The former Talking Heads frontman has quietly redesigned himself into a new musical operating system, one that treats the live show not as nostalgia delivery, but as a living system where music, bodies, light and space all matter equally. The result feels improbably future-facing while remaining generous with the past, less “greatest hits tour” than a contemporary artwork you can dance to without feeling self-conscious.

This is Where Is the Sky? tour, currently passing through Australia before a long lap of Europe and beyond. Byrne, now in his seventies and still radiating a kind of caffeinated politeness, arrives not as a legacy act but as host of something closer to total theatre.

Light and projection mapping fall from above, pressing performers into the stage rather than projecting them outward. Movement replaces hierarchy. Byrne doesn’t dominate the space so much as circulate through it, drifting in and out of choreography until authorship feels almost beside the point. The show’s power lies in things you’re not normally trained to notice, and it works by accumulation rather than declaration.

The cast are dancers who play instruments, not musicians grudgingly persuaded to move between songs. Nothing is tied down. Nothing is static. There is no moment where someone wanders off to retune while the rest of us check our phones. Even the uniforms reveal themselves late: identical orange Nike Air Max 1s on every performer. This small visual joke quietly locks the ensemble together as the colourway interacts with the various effects being projected from the lighting desk. By the time you clock how deliberate it all is, you’re already inside it, like realising too late that you’ve joined a cult.

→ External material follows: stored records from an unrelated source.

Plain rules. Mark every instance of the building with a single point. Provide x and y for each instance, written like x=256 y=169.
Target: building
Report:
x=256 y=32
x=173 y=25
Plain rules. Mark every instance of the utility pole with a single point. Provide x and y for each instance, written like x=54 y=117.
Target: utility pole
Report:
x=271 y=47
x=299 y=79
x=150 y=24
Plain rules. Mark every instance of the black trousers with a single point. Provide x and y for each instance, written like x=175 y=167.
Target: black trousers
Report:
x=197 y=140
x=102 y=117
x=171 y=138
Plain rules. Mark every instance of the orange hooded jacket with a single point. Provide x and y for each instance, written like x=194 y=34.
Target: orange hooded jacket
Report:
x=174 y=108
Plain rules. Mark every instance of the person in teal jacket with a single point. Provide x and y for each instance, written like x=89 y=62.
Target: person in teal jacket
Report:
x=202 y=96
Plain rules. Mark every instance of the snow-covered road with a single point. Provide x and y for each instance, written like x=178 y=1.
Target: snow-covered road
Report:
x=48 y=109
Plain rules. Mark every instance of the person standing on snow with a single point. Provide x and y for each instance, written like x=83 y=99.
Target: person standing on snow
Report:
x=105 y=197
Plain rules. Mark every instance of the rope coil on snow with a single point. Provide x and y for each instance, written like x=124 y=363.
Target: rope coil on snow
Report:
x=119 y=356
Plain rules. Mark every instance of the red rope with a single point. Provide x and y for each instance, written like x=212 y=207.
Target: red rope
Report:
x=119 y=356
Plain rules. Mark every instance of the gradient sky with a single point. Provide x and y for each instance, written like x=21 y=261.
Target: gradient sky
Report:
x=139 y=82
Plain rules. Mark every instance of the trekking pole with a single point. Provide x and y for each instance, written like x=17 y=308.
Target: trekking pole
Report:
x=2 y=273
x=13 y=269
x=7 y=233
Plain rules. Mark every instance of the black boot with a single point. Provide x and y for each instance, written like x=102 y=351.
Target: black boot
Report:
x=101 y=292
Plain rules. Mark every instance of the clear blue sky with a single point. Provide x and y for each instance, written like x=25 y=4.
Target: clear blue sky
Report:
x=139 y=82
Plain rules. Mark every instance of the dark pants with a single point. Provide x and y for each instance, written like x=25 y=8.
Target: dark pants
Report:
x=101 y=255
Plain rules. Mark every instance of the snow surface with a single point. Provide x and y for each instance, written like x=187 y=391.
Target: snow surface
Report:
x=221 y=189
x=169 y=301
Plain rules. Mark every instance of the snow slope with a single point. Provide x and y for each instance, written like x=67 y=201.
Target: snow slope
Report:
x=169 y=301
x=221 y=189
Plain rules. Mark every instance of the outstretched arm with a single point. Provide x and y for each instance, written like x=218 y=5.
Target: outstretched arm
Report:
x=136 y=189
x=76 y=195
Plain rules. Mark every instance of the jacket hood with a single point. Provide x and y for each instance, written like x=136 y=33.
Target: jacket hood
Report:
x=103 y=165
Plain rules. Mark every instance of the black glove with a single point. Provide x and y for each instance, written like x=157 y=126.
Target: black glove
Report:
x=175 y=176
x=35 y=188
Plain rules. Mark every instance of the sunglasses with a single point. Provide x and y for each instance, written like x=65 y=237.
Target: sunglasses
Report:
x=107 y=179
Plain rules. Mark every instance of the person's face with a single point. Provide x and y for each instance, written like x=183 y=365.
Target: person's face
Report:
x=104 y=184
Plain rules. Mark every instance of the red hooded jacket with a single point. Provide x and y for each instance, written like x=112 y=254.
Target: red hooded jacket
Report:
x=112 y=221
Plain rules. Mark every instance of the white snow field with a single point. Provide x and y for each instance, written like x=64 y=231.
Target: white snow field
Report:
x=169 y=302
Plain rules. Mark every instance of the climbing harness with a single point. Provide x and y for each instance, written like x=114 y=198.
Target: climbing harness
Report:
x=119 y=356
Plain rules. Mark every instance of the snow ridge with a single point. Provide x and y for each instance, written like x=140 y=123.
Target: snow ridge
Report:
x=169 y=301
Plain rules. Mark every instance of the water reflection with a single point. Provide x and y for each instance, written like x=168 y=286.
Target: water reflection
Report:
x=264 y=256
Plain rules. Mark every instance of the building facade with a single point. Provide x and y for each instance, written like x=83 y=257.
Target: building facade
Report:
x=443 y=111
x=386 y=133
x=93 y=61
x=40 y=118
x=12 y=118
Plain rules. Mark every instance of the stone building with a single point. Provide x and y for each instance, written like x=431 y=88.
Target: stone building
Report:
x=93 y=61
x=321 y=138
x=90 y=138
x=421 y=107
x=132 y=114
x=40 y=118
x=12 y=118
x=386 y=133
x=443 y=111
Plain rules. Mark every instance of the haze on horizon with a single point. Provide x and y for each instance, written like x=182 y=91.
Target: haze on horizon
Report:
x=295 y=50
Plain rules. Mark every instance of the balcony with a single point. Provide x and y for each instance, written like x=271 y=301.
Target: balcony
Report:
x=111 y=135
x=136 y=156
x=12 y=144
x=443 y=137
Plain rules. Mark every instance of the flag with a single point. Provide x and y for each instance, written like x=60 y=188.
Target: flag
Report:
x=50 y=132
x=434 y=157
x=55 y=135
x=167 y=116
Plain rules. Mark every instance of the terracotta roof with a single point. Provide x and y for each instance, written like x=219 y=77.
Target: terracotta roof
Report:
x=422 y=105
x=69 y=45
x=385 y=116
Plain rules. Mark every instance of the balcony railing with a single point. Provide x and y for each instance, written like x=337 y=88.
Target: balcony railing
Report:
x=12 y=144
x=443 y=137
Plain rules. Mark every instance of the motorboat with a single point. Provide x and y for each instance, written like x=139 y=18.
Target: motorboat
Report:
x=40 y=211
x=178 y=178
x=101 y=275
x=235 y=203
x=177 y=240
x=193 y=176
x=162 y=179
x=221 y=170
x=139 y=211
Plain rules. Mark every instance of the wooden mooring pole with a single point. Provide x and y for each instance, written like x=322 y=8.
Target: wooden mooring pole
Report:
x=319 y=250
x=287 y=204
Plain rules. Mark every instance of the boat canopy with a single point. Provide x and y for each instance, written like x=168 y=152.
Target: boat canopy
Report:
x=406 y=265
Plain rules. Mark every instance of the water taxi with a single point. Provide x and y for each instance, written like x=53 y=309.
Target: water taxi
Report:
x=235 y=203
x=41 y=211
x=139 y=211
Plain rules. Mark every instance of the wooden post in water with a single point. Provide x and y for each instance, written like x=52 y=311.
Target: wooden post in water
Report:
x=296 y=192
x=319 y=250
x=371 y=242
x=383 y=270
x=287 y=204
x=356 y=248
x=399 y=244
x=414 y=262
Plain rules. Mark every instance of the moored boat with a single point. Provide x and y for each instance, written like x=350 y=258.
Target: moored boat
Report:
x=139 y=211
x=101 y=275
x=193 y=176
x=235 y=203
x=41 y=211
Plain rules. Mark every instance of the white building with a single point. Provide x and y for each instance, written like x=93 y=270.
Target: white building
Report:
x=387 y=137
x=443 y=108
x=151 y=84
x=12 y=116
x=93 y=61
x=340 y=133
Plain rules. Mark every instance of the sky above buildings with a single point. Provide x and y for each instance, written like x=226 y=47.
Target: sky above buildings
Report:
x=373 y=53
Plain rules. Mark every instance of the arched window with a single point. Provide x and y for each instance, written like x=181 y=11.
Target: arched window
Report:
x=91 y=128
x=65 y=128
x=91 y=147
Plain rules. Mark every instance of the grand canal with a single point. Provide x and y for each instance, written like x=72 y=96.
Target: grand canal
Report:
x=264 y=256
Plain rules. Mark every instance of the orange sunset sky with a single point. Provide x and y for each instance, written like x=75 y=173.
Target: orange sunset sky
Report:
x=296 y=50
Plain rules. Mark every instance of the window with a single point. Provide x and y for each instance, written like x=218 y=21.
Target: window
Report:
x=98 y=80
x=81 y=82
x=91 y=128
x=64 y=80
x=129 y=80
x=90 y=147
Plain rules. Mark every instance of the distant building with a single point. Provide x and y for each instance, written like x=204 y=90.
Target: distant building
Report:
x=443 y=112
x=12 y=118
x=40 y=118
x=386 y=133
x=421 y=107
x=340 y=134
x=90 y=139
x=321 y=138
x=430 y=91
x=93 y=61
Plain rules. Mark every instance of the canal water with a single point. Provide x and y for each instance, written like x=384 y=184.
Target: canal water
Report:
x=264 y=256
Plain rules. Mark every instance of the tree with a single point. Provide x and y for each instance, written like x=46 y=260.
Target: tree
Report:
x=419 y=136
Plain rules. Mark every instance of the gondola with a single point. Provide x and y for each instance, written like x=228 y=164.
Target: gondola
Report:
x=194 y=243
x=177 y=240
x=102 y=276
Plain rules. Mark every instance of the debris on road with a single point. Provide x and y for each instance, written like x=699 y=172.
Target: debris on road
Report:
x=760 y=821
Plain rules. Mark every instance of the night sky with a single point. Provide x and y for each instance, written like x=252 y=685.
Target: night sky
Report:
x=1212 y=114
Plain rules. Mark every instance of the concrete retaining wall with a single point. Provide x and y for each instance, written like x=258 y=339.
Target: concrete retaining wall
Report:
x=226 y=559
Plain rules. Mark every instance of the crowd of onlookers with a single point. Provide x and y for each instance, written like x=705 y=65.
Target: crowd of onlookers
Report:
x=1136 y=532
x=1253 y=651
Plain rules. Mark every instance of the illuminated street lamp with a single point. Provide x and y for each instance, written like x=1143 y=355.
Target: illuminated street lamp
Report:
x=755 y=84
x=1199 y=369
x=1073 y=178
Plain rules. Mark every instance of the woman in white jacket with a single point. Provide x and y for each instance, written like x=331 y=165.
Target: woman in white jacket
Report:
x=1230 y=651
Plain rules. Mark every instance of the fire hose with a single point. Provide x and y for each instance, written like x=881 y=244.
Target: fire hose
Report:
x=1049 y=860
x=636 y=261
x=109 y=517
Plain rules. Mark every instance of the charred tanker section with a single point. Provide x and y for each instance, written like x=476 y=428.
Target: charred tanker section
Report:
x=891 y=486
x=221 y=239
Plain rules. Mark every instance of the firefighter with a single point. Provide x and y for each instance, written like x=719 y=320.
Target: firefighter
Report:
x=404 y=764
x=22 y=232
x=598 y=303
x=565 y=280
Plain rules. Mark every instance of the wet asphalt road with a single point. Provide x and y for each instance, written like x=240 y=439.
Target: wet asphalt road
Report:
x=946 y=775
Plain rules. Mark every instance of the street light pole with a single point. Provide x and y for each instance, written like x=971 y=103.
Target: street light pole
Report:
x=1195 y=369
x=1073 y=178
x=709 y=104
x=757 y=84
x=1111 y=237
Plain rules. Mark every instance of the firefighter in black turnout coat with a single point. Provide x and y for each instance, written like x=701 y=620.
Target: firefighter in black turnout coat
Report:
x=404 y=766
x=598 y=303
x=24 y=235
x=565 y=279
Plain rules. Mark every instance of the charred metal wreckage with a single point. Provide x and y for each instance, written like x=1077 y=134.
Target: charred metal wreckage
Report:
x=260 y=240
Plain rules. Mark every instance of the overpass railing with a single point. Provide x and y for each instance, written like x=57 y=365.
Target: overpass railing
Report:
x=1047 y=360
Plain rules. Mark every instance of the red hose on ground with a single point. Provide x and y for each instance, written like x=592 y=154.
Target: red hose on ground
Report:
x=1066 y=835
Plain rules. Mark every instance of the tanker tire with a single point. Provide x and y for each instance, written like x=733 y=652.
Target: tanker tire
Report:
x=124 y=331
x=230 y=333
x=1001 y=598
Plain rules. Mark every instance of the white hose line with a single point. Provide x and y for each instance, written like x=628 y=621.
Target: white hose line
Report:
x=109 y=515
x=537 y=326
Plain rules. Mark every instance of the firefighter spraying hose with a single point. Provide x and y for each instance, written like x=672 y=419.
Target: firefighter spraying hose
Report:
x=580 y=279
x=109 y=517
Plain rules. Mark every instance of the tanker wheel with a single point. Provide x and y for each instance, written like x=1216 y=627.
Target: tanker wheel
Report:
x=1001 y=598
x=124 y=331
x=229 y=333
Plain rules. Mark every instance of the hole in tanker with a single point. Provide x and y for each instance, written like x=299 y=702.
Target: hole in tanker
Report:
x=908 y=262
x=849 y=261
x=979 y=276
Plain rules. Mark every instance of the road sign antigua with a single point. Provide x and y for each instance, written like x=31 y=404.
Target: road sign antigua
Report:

This feels like a clear evolution of American Utopia. That show stripped things back to bodies in motion; this one adds architecture. AV projection now carries narrative weight, placing performers in oceans, apartments, department stores and charged political space. Despite being author, narrator and headline act, Byrne functions less as frontman than as master of ceremonies inside a system that would probably continue functioning if he briefly popped out for a sandwich.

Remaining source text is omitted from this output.